Monday, October 13, 2008
Separation of Powers, Independent Agencies, and Financial Regulation: The Sarbanes-Oxley Act, by Richard H. Pildes, New York University School of Law, was recently posted on SSRN. Here is the abstract:
In the aftermath of the last financial crisis, involving the collapse of Enron, WorldCom, and others, Congress enacted the Sarbanes-Oxley Act of 2002. The Act's centerpiece was a new regulatory body, located within the Securities and Exchange Commission, with the power to regulate and oversee the accounting industry in the United States.
The constitutionality of the novel administrative structure Sarbanes-Oxley created is now being challenged. One judge has called this challenge "the most important separation-of-powers case regarding the President's appointment and removal powers to reach the courts in the last 20 years." The issues pit Congress' desire to insulate regulatory bodies from Presidential control against unitary-executive branch theories of the Constitution. Judicial resolution of this conflict will determine not only the constitutionality of regulatory oversight of the accounting industry that Sarbanes-Oxley sets up.

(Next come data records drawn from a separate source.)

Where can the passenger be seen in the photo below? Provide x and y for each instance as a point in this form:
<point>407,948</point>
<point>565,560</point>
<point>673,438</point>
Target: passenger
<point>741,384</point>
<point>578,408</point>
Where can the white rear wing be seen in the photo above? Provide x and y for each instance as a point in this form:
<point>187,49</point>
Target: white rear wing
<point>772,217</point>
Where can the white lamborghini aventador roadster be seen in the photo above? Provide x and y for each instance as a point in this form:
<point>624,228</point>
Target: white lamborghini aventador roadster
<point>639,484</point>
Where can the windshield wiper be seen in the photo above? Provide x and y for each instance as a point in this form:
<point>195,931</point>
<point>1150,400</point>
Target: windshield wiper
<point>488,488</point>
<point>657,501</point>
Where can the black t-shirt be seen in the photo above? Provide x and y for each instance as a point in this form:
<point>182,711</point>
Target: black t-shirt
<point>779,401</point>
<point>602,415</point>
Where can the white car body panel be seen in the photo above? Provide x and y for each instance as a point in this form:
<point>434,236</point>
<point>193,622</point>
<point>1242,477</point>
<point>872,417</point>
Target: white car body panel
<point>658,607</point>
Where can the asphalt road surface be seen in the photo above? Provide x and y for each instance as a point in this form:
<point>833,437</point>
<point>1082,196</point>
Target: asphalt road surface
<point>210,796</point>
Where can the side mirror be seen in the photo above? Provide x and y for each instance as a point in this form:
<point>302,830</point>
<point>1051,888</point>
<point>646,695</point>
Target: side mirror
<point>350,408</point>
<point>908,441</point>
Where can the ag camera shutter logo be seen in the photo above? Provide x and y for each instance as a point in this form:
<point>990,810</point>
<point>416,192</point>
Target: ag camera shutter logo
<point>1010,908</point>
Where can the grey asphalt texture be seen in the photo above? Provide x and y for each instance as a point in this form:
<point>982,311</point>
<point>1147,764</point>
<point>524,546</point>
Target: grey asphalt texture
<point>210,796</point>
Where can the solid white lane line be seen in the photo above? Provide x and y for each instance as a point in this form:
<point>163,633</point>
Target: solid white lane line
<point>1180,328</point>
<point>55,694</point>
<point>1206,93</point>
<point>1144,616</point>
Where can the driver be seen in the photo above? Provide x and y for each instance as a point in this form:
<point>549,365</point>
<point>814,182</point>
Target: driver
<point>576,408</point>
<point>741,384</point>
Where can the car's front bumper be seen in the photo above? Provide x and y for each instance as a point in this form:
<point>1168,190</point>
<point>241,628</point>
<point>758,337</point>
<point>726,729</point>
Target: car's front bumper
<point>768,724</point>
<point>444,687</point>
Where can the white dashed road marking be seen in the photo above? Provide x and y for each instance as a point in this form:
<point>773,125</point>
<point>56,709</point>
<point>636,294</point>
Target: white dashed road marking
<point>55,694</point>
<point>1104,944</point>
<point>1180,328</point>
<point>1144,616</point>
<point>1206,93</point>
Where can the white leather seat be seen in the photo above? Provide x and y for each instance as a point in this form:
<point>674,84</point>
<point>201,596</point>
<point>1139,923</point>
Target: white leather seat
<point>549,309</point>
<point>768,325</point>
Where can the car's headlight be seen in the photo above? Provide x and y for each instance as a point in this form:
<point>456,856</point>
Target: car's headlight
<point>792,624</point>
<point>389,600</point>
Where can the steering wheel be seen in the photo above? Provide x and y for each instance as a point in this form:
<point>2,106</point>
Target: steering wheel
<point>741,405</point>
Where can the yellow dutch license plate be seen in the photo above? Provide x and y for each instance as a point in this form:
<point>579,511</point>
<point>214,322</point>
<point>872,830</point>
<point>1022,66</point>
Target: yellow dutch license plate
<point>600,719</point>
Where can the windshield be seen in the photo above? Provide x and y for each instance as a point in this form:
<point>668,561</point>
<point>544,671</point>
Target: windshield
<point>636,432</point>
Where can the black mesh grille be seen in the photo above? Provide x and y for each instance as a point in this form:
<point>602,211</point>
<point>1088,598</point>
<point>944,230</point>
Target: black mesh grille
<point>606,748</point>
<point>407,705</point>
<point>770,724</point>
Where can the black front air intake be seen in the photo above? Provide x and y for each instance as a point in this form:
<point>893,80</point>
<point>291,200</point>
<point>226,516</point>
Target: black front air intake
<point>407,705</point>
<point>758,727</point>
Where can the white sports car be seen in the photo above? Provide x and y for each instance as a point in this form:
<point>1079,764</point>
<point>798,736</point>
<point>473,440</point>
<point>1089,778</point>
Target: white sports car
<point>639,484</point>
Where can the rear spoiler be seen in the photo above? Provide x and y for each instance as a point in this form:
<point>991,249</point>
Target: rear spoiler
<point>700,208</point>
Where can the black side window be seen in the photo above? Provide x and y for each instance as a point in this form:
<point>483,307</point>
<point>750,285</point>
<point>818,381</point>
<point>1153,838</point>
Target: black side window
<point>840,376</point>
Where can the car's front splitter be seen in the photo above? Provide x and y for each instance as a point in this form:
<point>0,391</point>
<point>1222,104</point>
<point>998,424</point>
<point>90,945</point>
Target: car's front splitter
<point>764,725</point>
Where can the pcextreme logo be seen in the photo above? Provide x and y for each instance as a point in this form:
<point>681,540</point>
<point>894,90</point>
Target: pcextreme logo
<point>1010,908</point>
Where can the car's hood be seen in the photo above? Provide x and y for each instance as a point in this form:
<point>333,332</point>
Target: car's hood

That resolution will determine the kinds of options Congress has for designing politically-insulated administrative structures to deal with the current financial crisis and with other major regulatory needs in the coming years.
This article argues that the administrative institutions created in Sarbanes-Oxley are consistent with the constitutionally-defined relationship between Congress, the President, and administrative agencies.